Mature, but not immature, DC exhibit fusion-dependent amplification of IFN-α and IFN-β responses. iDC and mDC were mock infected or infected with MeV at an MOI of 0.1 in the absence (dotted columns) or the presence (black columns) of FIP (100 μg/ml). Syncytium formation was scored for each condition as described in Fig. 1. (A) CD150 expression in iDC and mDC cultures was analyzed by flow cytometry. (B) MeV F transcript accumulation in iDC and mDC cultures was measured at 3 days p.i. (C) Secreted bioactive IFN-α/β in cell-free supernatants collected at 3 days p.i. (C and D) IFN-α (D) and IFN-β (E) were measured by ELISA at 3 days p.i. (F and G) Accumulation of IFN-β (F) and IRF-7 (G) transcripts at 3 days p.i. in cDC cultures in the absence or the presence of FIP (100 μg/ml). Data are mean values from two to five separate experiments. ND, not detected; MFI, mean fluorescence intensity.

FIG. 7.

Nuclear translocation of IRF-3 can be triggered within MeV-induced syncytia. (A) Nuclear translocation of GFP-IRF-3 within syncytia of 293T/CD46⁺ cells infected by MeV at an MOI of 1. Microphotographs (magnification, ×400) show morphology (top panels), Hoechst-labeled nuclei (middle panels), and GFP-IRF-3-labeled nuclei (bottom panels) at 30 h p.i.
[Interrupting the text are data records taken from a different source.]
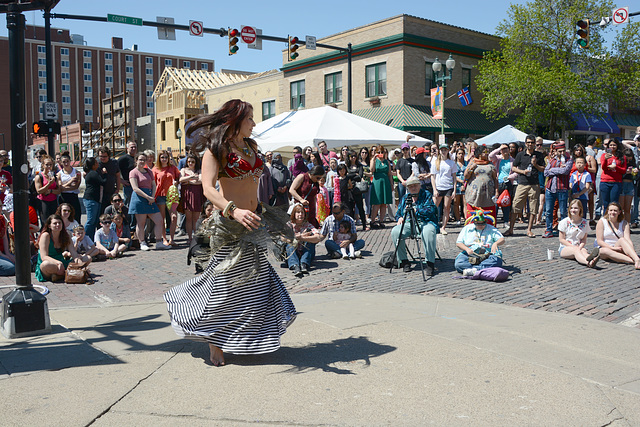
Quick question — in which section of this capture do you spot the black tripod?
[389,194,427,282]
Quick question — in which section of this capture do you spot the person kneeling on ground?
[320,202,364,259]
[391,176,438,276]
[455,210,504,276]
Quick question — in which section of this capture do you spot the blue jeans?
[544,190,569,233]
[391,222,437,265]
[82,199,100,240]
[324,239,364,256]
[599,181,622,216]
[0,255,16,276]
[454,252,502,273]
[287,242,316,268]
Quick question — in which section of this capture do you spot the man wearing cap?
[396,142,413,199]
[391,176,438,276]
[454,211,505,276]
[542,140,573,239]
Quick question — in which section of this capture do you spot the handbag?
[497,188,511,208]
[64,262,91,284]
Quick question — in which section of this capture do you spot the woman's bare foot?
[209,344,224,366]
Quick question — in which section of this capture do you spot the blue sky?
[0,0,523,71]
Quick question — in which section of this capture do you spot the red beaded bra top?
[218,145,264,182]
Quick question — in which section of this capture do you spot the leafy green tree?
[476,0,640,138]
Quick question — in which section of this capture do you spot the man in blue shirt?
[391,175,438,276]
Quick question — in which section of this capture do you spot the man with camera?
[391,176,438,276]
[455,211,504,276]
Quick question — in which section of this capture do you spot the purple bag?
[469,267,509,282]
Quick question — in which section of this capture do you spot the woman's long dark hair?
[40,214,71,250]
[187,99,258,167]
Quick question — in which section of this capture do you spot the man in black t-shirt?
[118,141,138,207]
[396,142,413,199]
[504,135,545,237]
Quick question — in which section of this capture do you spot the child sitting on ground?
[72,225,100,257]
[93,214,127,258]
[333,220,356,259]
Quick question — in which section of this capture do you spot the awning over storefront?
[573,113,620,134]
[353,104,513,135]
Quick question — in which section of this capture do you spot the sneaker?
[156,242,171,251]
[462,268,478,277]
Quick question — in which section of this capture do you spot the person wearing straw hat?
[455,210,505,276]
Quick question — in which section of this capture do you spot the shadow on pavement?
[191,336,396,375]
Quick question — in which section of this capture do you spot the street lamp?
[431,54,456,142]
[176,128,182,158]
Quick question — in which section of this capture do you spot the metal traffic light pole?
[47,13,353,113]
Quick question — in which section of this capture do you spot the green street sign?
[107,14,142,27]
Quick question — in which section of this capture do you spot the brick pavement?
[0,224,640,327]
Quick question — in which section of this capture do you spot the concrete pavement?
[0,292,640,426]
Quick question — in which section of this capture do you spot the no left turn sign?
[189,21,204,37]
[613,7,629,25]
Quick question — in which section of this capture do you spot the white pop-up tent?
[476,125,553,147]
[252,107,431,152]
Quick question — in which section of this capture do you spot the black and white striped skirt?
[164,246,296,354]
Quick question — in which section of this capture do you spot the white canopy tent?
[476,125,554,147]
[253,107,431,152]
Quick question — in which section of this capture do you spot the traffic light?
[287,36,300,61]
[33,120,60,135]
[33,120,49,135]
[228,28,240,55]
[576,19,590,49]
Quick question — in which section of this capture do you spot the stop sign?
[240,26,256,44]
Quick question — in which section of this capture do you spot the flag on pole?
[431,86,442,120]
[458,86,473,107]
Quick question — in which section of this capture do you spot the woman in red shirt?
[152,150,180,246]
[598,139,627,212]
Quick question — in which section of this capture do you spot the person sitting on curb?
[320,202,364,259]
[455,210,504,276]
[391,175,438,276]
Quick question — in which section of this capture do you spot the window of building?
[366,63,387,98]
[462,68,471,89]
[262,100,276,120]
[291,80,304,110]
[324,73,342,104]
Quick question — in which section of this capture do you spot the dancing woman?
[164,99,296,366]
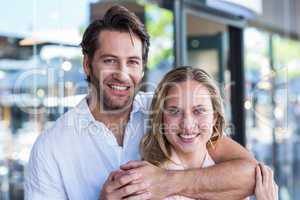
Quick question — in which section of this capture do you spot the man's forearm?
[173,159,256,200]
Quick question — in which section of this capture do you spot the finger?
[118,182,149,197]
[265,166,274,187]
[112,173,142,189]
[255,165,262,187]
[120,160,145,170]
[108,170,125,181]
[259,163,268,184]
[123,191,152,200]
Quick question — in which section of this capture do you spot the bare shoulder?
[208,136,256,163]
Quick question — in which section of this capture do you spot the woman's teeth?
[110,85,129,91]
[179,134,199,139]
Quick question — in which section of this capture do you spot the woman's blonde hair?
[140,67,225,165]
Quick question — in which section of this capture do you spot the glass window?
[245,28,300,199]
[0,0,174,200]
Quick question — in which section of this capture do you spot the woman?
[141,67,276,200]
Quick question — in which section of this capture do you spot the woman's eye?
[168,108,180,115]
[194,108,206,115]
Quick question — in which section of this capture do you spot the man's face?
[85,31,143,111]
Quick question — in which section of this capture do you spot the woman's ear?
[213,112,219,125]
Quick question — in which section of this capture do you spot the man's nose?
[114,62,129,81]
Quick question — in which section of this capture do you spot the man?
[25,6,256,200]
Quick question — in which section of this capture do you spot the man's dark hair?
[80,5,150,65]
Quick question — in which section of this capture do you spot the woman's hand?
[255,163,278,200]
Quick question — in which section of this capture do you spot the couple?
[25,6,276,200]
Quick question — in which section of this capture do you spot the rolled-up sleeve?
[25,133,68,200]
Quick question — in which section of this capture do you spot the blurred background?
[0,0,300,200]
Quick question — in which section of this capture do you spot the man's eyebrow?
[100,54,118,58]
[193,104,205,109]
[129,56,142,60]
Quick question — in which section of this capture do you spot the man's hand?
[255,164,278,200]
[121,161,178,199]
[99,170,151,200]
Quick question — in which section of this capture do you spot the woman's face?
[163,80,215,154]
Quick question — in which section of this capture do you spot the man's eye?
[103,59,117,64]
[128,60,140,66]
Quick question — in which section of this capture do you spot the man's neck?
[88,97,132,146]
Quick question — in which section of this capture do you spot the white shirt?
[25,92,152,200]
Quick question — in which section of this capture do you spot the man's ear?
[82,55,91,76]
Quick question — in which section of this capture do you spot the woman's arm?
[121,137,257,200]
[176,137,257,199]
[255,164,278,200]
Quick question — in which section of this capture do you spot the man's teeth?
[179,134,198,139]
[110,85,128,91]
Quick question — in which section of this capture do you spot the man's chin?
[103,99,131,112]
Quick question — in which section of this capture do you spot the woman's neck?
[174,145,207,169]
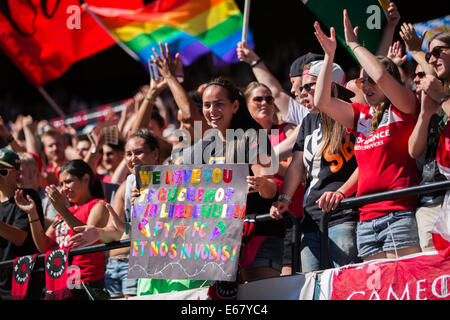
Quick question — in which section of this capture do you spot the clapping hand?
[314,21,337,56]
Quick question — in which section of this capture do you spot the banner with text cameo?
[128,164,249,281]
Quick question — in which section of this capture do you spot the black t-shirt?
[293,113,357,232]
[0,189,44,297]
[416,110,448,201]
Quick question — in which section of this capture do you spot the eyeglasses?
[355,77,376,89]
[414,71,427,79]
[299,82,316,92]
[425,46,448,63]
[252,96,275,104]
[0,168,12,177]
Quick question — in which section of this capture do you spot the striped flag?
[84,0,253,67]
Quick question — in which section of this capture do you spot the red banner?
[321,253,450,300]
[0,0,142,87]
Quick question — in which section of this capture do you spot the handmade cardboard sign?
[128,164,249,281]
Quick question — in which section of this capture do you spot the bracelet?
[336,191,345,199]
[278,193,291,203]
[250,58,262,68]
[145,95,156,102]
[30,218,40,223]
[439,94,450,104]
[125,221,130,234]
[6,135,14,144]
[352,44,362,54]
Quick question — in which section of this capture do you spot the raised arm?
[154,43,203,125]
[408,91,439,159]
[399,22,434,74]
[377,2,400,57]
[344,10,419,114]
[131,57,167,134]
[236,41,291,117]
[14,189,56,252]
[314,21,354,128]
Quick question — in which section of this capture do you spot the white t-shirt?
[282,98,309,125]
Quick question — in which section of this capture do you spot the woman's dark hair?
[58,159,105,199]
[369,56,402,132]
[205,77,271,163]
[205,77,262,131]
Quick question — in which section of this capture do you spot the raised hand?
[387,2,400,27]
[152,43,182,78]
[399,22,427,51]
[236,41,259,64]
[314,21,337,56]
[344,9,359,49]
[387,41,408,67]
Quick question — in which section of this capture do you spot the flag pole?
[81,3,141,62]
[37,87,66,118]
[241,0,251,41]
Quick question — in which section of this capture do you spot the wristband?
[250,58,262,68]
[336,191,345,199]
[125,221,130,234]
[145,95,156,102]
[439,94,450,104]
[352,44,361,54]
[6,135,14,144]
[278,193,291,203]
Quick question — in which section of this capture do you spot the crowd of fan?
[0,3,450,299]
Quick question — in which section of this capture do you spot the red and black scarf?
[11,254,37,300]
[45,249,71,300]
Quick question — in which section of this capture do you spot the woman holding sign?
[185,78,284,291]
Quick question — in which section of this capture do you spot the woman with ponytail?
[15,160,109,300]
[314,10,420,261]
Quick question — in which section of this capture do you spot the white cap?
[303,60,345,86]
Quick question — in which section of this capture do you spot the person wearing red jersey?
[314,10,420,261]
[15,159,109,300]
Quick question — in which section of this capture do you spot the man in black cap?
[237,41,323,126]
[0,148,44,299]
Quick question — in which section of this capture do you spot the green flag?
[302,0,387,55]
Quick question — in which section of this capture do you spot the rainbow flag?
[88,0,253,68]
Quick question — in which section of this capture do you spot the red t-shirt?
[436,121,450,170]
[349,103,419,221]
[53,199,105,283]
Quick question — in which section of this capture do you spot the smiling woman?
[15,160,108,300]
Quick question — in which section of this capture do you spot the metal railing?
[0,181,450,274]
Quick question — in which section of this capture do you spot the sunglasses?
[299,82,316,92]
[252,96,275,104]
[425,46,448,63]
[355,77,376,89]
[0,168,12,177]
[414,71,426,79]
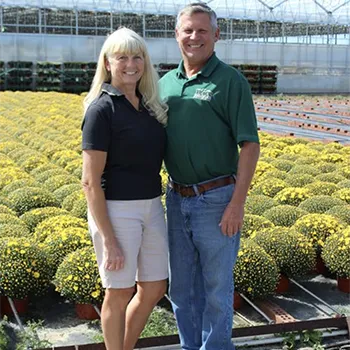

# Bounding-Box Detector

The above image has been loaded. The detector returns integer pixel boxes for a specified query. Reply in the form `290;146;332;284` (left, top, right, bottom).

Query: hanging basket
276;274;289;294
0;295;29;316
75;303;100;320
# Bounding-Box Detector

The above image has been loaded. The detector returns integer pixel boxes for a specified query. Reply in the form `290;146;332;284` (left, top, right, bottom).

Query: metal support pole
75;8;79;35
109;9;113;33
239;293;275;324
0;6;5;33
289;278;344;316
93;305;101;318
38;8;42;34
142;14;146;38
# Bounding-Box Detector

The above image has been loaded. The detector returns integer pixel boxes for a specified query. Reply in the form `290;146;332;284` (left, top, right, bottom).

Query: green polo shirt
159;53;259;184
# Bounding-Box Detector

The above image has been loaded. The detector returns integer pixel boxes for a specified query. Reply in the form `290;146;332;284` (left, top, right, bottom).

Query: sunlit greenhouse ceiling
0;0;350;25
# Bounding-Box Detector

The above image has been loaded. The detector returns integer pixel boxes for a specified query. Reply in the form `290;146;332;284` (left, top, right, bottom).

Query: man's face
176;13;219;65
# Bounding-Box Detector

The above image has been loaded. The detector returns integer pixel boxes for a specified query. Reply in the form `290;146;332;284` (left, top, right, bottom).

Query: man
160;3;259;350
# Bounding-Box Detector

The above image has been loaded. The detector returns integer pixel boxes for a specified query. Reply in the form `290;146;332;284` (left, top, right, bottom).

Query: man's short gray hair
176;2;218;31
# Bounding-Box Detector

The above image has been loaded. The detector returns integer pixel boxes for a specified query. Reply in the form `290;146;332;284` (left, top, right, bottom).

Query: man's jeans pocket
200;184;234;206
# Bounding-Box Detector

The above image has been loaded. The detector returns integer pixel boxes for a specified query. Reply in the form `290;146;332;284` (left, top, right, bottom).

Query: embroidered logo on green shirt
193;89;213;101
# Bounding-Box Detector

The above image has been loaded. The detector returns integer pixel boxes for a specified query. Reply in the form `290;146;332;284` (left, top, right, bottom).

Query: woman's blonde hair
84;28;168;125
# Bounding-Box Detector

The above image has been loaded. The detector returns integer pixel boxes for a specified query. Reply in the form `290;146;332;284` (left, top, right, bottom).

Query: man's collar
101;83;123;96
176;52;219;78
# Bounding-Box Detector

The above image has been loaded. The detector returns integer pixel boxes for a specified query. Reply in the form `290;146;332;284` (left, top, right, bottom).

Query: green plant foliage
51;150;81;167
43;227;92;270
0;238;53;299
53;247;104;304
251;178;287;197
64;159;83;173
304;181;339;196
34;168;69;183
34;215;87;242
245;195;277;215
0;141;24;154
44;175;79;192
21;207;69;232
277;153;299;164
234;240;279;299
18;154;48;172
0;213;23;225
320;152;344;163
0;167;31;190
9;187;59;215
0;204;16;216
326;204;350;225
315;172;346;184
339;165;350;180
0;195;11;208
140;306;178;338
315;162;338;174
53;183;81;203
30;163;60;177
1;178;41;196
284;172;315;187
271;158;294;172
337;180;350;188
263;205;307;227
293;214;344;252
299;196;345;213
0;224;30;238
254;227;316;278
322;227;350;278
332;188;350;204
241;214;274;238
274;187;311;206
288;164;321;176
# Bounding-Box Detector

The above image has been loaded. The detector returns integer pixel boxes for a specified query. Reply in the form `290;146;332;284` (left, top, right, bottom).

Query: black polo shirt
82;83;166;200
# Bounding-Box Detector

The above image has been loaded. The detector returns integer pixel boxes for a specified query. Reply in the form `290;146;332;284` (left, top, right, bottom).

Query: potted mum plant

Micrographs of uninfected cells (mock) and cells infected with MeV in the absence (MeV) or the presence (10 μg/ml) (MeV + FIP) of FIP are shown. Data are from one representative experiment out of four. (B) Three-color overlays of confocal images showing the distribution of GFP-IRF-3 (green), N (red), and nuclei (Draq5) (blue) in 293T/CD46⁺ cells infected or not infected with MeV at an MOI of 0.1 in the presence or absence of FIP and transfected with GFP-IRF-3. Syncytium images were taken at three morphological stages, flat adherent, retracting, and smooth ball, respectively. The whole set of one-color images used to build the overlays is shown in supplemental data at hal.archives-ouvertes.fr/hal-00169132. (C) Nuclear localization of endogenous IRF-3 in MGC derived from MeV-infected mDC. mDC were mock treated (left) (magnification, ×630) or infected with MeV at an MOI of 0.1 in the absence (middle) (magnification, ×400) or the presence (right) (magnification, ×630) of FIP (100 μg/ml). At 3 days p.i., mDC cultures were stained with anti-IRF-3 (green) (left) and with nucleus stain (Hoechst 33343) (blue). Cells were analyzed with an Axioplan microscope.